Naomi Ayé: entre rigueur classique et souffle pop
Naomi Ayé Photo: Gretel Sardinas
Naomi Ayé quant à elle apporte une autre vibration. Née au Luxembourg en 2008, de culture cubano-hongroise, pianiste depuis l’enfance, formée au Conservatoire dès sept ans, elle s’est très tôt construite à l’endroit où se rejoignent discipline classique et désir pop. On n’y voit pas une débutante qui cherche sa forme, mais une musicienne qui a déjà compris que la technique n’a de sens que si elle devient un climat. Sa visibilité s’est accélérée avec The Voice Kids France en 2020, grâce à une reprise remarquée de „Bohemian Rhapsody“; depuis, elle a ajouté à cette exposition un parcours avec des prestations dans plusieurs événements et festivals, une finale au Luxembourg Song Contest 2024 avec „Paumée sur terre“, et un monde de plus en plus peaufiné. Ayé sait écrire et interpréter le désarroi sans le réduire au vague adolescent. „Paumée sur terre“ posait déjà une belle question sous son apparente simplicité: pourquoi n’existe-t-il aucun mode d’emploi pour les âmes qui dérivent, sinon aucun amour stable pour orienter nos chutes?

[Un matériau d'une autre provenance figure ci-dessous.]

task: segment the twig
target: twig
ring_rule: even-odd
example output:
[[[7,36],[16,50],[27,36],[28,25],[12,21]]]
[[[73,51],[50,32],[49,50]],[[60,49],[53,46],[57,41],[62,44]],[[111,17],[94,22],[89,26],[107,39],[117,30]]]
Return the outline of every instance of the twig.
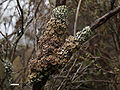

Son EP „Techno #1“ (2024), défendu en live avec John Wolter et Mateus Wojda, prolonge cette veine en faisant se rencontrer textures électroniques, grain soul, réflexes de pianiste, et un goût du mélange, quelque part entre jazz, pop, trance, bossa, voire, par touches, entre la sophistication d’une Laufey et la liberté d’une Rosalía. Ce soir, elle joue d’abord seule, avant Carisa Dias. Elles ne partageront pas le plateau au sens strict, mais elles se répondront parfaitement, parce que toutes deux savent faire d’une identité composite une force musicale. A travers ces trois concerts, il y a de quoi dire que la musique peut contenir un vaste monde sans jamais rien perdre de sa proximité.